Skills : Anthropic’s approach that lets users define commands, scripts, and resources in plain text (e.g., SKILL.md) and load them via a dedicated function load_skill(skill_name). Skills rely entirely on Function Calling for loading and execution.
Why These Technologies Are Needed
Traditional systems handle only structured data; LLMs excel at unstructured text. Function Calling bridges this gap by converting natural‑language requests into structured function calls. However, integrating each legacy system individually is costly, which MCP addresses by providing a standardized JSON‑RPC interface. Skills further reduce complexity by allowing users to describe multi‑step workflows in natural language rather than writing code.
Typical Tool‑Calling Workflow
LLM receives user request and tool descriptions.
LLM decides whether a tool is needed and, if so, generates a structured tool_calls JSON.

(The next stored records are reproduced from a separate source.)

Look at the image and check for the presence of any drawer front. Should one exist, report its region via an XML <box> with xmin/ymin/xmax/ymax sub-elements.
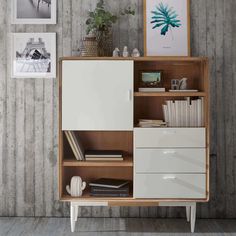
<box><xmin>134</xmin><ymin>174</ymin><xmax>206</xmax><ymax>199</ymax></box>
<box><xmin>134</xmin><ymin>128</ymin><xmax>206</xmax><ymax>148</ymax></box>
<box><xmin>134</xmin><ymin>148</ymin><xmax>206</xmax><ymax>173</ymax></box>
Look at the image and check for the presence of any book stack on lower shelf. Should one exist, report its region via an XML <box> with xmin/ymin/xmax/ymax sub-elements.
<box><xmin>89</xmin><ymin>178</ymin><xmax>130</xmax><ymax>197</ymax></box>
<box><xmin>163</xmin><ymin>97</ymin><xmax>204</xmax><ymax>127</ymax></box>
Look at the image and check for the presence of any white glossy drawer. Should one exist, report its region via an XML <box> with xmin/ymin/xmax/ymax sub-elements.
<box><xmin>134</xmin><ymin>174</ymin><xmax>206</xmax><ymax>199</ymax></box>
<box><xmin>134</xmin><ymin>128</ymin><xmax>206</xmax><ymax>148</ymax></box>
<box><xmin>135</xmin><ymin>148</ymin><xmax>206</xmax><ymax>173</ymax></box>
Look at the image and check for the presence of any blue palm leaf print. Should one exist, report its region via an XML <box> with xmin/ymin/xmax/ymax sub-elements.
<box><xmin>151</xmin><ymin>2</ymin><xmax>181</xmax><ymax>35</ymax></box>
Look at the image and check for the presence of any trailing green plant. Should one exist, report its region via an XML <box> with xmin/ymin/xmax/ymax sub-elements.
<box><xmin>151</xmin><ymin>3</ymin><xmax>181</xmax><ymax>35</ymax></box>
<box><xmin>86</xmin><ymin>0</ymin><xmax>135</xmax><ymax>34</ymax></box>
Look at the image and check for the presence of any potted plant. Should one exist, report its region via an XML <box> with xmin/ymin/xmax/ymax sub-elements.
<box><xmin>86</xmin><ymin>0</ymin><xmax>135</xmax><ymax>56</ymax></box>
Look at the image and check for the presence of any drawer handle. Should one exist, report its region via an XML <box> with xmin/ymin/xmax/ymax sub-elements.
<box><xmin>163</xmin><ymin>130</ymin><xmax>176</xmax><ymax>135</ymax></box>
<box><xmin>163</xmin><ymin>151</ymin><xmax>176</xmax><ymax>155</ymax></box>
<box><xmin>162</xmin><ymin>176</ymin><xmax>176</xmax><ymax>180</ymax></box>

The system parses the JSON, extracts function.name and function.arguments, and invokes the corresponding tool (e.g., a weather API).
The tool result is returned to the LLM, which may call additional tools or produce the final answer.

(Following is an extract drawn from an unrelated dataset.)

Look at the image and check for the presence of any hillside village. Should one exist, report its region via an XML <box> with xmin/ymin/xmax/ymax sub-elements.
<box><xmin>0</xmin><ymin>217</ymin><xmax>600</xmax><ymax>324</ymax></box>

// Example JavaScript extraction and execution
const toolCall = response.choices[0].message.tool_calls[0];
const functionName = toolCall.function.name; // "get_weather"
const functionArgs = JSON.parse(toolCall.function.arguments); // {city:"北京",date:"today"}
const tools = {
get_weather: (city, date) => `北京今天天气:25°C,晴天`
};
const result = tools[functionName](functionArgs.city, functionArgs.date);From Function Calling to MCP and Skills
MCP translates Function Calling calls into JSON‑HTTP requests, enabling seamless integration with existing services. Skills use a single loading function ( load_skill) to inject the content of a SKILL.md file into the LLM’s context, after which the model follows the defined steps, optionally invoking scripts (e.g., scripts/rotate_pdf.py) via Function Calling.
Competitive Relationship
Both MCP and Skills aim to solve the same problem—integrating multiple legacy systems for complex multi‑step tasks—but they take different routes. MCP adds a thin protocol‑conversion server on top of Function Calling, while Skills skip the server and rely on direct command‑line or curl calls, offering richer textual workflow definitions. This makes them more of competitors than complementary tools.
Practical Insights from Lynxe
Agents should expose all capabilities as functions, making functions first‑class citizens.
Structured input/output (JSON) is essential for reliable integration with existing business logic, forms, and APIs.
Skills still suffer from vague textual descriptions and limited integration with non‑chat UI components.
By combining Function Calling, MCP, and Skills, Lynxe demonstrates a complete ecosystem for building robust, extensible AI agents that can handle uncertainty while interacting with real‑world systems.